Resulta interesante la relación consumo-potencia que es capaz de ofrecer esta mecánica de 1.4 litros y 122 CV. Los 6,3 litros a los 100 km de gasto en recorrido mixto están por debajo del que ofrecen sus rivales gasolina más directos, y cercano al de mecánicas diésel de más de 100 CV de potencia a los que puede sacar los colores en carretera gracias a sus 5,2 litros. 


Aunque hablamos de un propulsor de pequeña cilindrada, el turbo de baja presión que lleva asociado se hace notar en ciudad, donde el consumo aumenta hasta sobrepasar los 8,1 litros a los 100 km. Sea como fuere, el Jetta TSI con cambio DSG de 7 velocidades es capaz de ofrecer una autonomía media de 873 kilómetros, alcanzar los 100 km/h en 9,8 segundos ayudado por sus 200 Nm de par y rondar los 200 km/h de velocidad máxima. Prestaciones suficientes para el día a día tal y como están las normas reguladoras de Tráfico.

Interior y maletero

Una batalla de 2.578 milímetros es más que suficiente para hablar de un habitáculo interior solvente en el que cuatro personas adultas de aproximadamente 1,80 viajan con total comodidad.
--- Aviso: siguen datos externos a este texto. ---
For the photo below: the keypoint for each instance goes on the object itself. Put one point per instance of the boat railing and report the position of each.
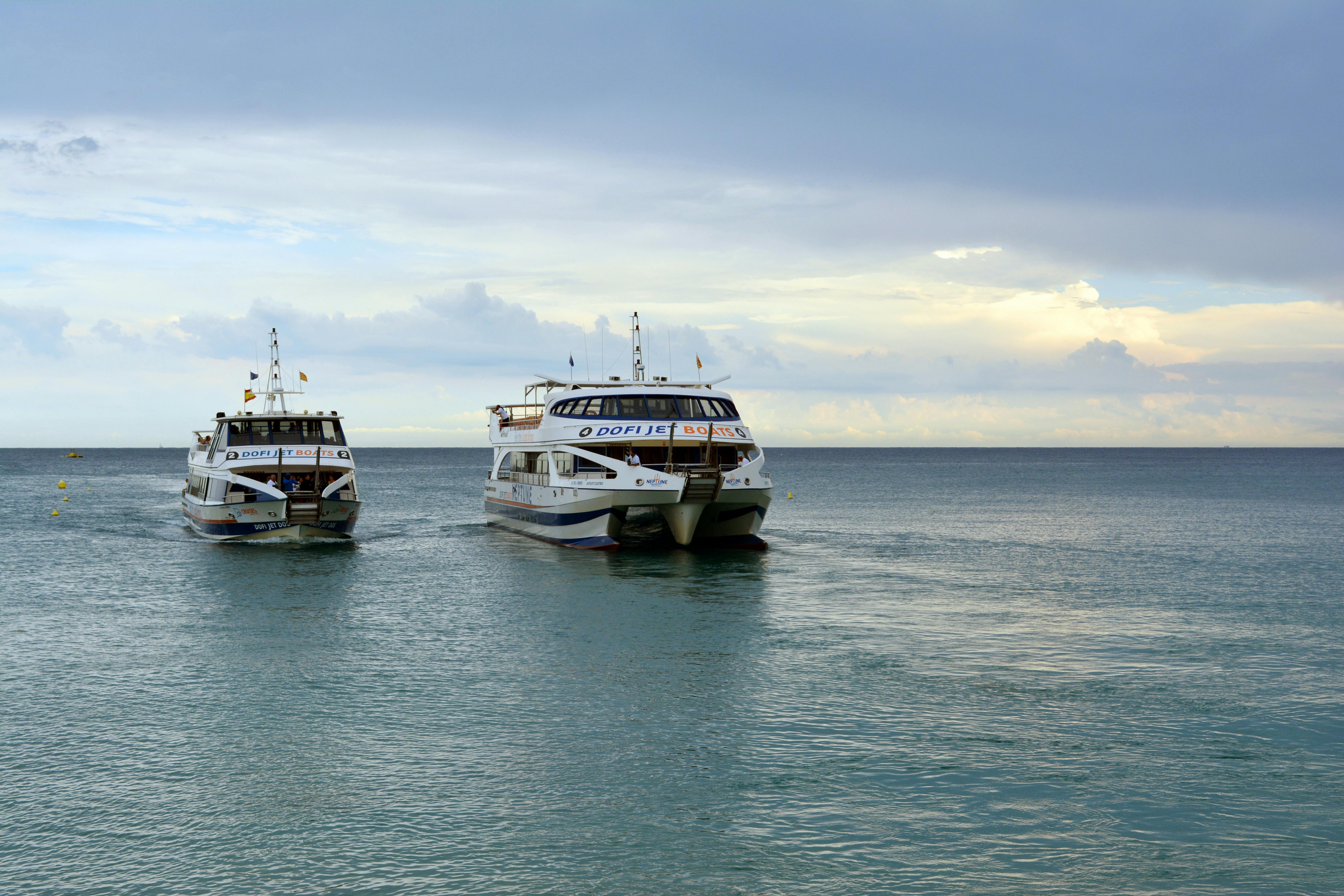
(527, 479)
(592, 474)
Es más, el acabado Highline que conducimos es todo un capricho estético por la tapicería de cuero beige que viste sus asientos y cubre en negro el volante deportivo y el pomo del cambio. Todo sin renunciar a una marcada funcionalidad que se aprecia al comprobar como el Jetta esconde detalles tales como los cajones portaobjetos situados debajo de los asientos delanteros y junto al volante -en el lado izquierdo, bajo el mando de las luces-, o el amplio espacio de la guantera y el apoyabrazos. El maletero de este intermedio de Volkswagen es sobresaliente y cubica unos excelentes 527 litros que permitirán transportar el equipaje de cuatro personas sin necesidad de que uno se haya pasado la vida jugando al Tetris.

Equipamiento

Nuestro protagonista viene con un gran equipo de serie en el que destacan los sistemas de seguridad activa y pasiva propios de coches de su precio, 24.740 euros, como son los airbags, los controles de tracción, estabilidad y distribución de la frenada, los anclajes isofix o el climatizador bizona , entre otros, además de otros sistemas de confort y de ayuda a la conducción opcionales como el control de crucero y el de aparcamiento, los faros bixenón y el sensor de luces, junto con un equipo multimedia -opcional- con navegador, bluetooth, lector de MP3 y cargador de CD’s o el espejo interior fotosensible.